Newsroom

June 16, 2020

FHFA releases updates reflecting COVID-19 impact on GSEs

housing marketThe Federal Housing Finance Agency (FHFA) Monday issued its 2019 Report to Congress – outlining efforts to ensure safety and soundness within the housing market and the government-sponsored enterprises' (GSEs) financial condition, as well as its response to the coronavirus pandemic – and a notification that it plans to re-propose minimum financial eligibility requirements for Fannie Mae and Freddie Mac Seller/Servicers.

The FHFA had proposed the updated eligibility requirements at the end of January, which would also apply to servicing for Ginnie Mae mortgages and non-depository financial institutions. NAFCU met with the agency following the initial proposal to discuss what the requirements will mean for non-depository institutions.

While the FHFA planned to finalize the updated requirements in the second quarter of this year, the notification of re-proposal Monday said it determined "it is prudent to work with the Enterprises to reassess and re-propose these requirements, including incorporating lessons learned from the evolving COVID-19 national emergency."

According to the agency, the updated requirements intend to strengthen the government-sponsored enterprises' seller/servicer requirements, provide transparency and consistency of capital, and liquidity required for sellers/servicers with different business models.

In its Report to Congress, the FHFA details how it is working to achieve three goals that are aligned with its statutory requirements:

  1. cement FHFA as a world-class regulator to ensure that the regulated entities operate in a safe and sound manner;
  2. prepare the GSEs to responsibly exit conservatorships by calibrating their risk to match their capital; and
  3. foster competitive, liquid, efficient, and resilient (CLEAR) national housing finance markets.

The report touches on issues such as the Federal Home Loan Banks, strategic plan for ending the GSEs' conservatorships – including the recently re-proposed GSE capital ruleLondon Inter-bank Offered Rate (LIBOR) transition, ending the practice of volume-based pricing, and more.

It also provides legislative recommendations, which the FHFA has provided before, including granting the agency authority to charter competitors to the GSEs, have oversight over third-party vendors, and set regulatory capital requirements for the GSEs. NAFCU has also advocated that Congress codify certain safeguards before removing the GSEs from conservatorship.

The GSEs Monday also made announcements related to ending their conservatorships: Fannie Mae hired Morgan Stanley and Freddie Mac hired JPMorgan Chase & Co. to help the them develop and implement recapitalization plans. The FHFA announced earlier this year that the agency hired a financial advisor – Houlihan Lokey Capital, Inc. – "to assist in the development and implementation of a roadmap to responsibly end the conservatorships of Fannie Mae and Freddie Mac."

In addition, the report includes a timeline of the agency's actions amid the coronavirus pandemic. The CARES Act allowed borrowers to request forbearance for GSE-backed, single-family mortgages, and the House-passed HEROES Act seeks to expand forbearance requests to all single-family covered mortgages, which NAFCU has cautioned against.

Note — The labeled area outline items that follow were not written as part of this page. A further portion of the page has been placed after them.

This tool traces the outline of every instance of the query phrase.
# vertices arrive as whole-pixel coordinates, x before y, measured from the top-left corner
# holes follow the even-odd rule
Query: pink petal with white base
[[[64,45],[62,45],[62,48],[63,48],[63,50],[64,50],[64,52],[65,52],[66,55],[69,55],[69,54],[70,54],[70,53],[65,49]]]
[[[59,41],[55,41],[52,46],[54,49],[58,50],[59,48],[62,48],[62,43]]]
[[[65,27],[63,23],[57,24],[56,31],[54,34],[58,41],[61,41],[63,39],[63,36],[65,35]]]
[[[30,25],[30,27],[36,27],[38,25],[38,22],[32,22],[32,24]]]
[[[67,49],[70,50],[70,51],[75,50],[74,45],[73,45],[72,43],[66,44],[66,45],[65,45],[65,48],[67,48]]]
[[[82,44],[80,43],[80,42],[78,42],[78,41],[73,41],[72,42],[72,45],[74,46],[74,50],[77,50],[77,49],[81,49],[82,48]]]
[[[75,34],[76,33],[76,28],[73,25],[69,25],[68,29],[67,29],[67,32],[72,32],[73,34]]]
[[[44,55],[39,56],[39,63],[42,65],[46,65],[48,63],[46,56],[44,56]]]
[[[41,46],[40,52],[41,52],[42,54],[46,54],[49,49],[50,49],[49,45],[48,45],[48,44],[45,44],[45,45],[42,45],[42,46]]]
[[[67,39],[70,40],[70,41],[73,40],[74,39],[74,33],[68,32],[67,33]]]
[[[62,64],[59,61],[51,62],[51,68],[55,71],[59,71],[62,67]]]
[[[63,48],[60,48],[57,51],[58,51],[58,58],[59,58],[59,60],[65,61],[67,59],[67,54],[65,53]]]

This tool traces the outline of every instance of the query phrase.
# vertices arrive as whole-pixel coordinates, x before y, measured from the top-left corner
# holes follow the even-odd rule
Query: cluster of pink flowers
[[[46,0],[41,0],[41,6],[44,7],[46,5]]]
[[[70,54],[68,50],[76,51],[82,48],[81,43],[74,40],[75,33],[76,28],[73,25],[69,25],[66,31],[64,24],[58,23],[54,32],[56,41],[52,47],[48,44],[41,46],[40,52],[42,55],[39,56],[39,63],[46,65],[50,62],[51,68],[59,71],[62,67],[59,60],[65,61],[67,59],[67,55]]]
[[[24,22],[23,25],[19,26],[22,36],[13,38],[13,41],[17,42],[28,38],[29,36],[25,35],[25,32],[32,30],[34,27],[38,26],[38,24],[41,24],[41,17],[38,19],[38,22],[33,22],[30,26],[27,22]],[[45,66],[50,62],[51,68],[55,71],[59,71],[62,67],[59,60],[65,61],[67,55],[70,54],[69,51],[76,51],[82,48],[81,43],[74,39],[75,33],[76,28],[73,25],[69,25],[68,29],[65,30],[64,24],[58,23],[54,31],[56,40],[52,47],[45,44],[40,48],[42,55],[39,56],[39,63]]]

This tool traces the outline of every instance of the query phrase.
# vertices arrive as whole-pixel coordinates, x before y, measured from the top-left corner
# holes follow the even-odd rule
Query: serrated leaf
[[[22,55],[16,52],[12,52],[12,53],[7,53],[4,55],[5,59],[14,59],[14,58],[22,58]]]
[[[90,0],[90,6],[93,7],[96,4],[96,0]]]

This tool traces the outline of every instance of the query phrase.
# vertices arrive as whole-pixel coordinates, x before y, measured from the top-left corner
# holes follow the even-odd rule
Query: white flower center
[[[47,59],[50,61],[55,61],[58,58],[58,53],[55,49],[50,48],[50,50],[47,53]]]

NAFCU has shared with the FHFA, Treasury Department and Congress its concerns about the health of the mortgage market and need for relief for mortgage servicers as forbearance requests have increased. The FHFA heeded NAFCU's call and is providing a four-month limit on advances of principal and interest payments for loans in forbearance sold to the GSEs, as well as allowing the GSEs to purchase mortgages in forbearance. The agency also announced a new payment deferral option that will allow loans to remain in the MBS pool.

NAFCU will continue working closely with the FHFA to ensure credit unions' priorities, such as maintaining unfettered access to the secondary mortgage market, are addressed in housing finance reform efforts.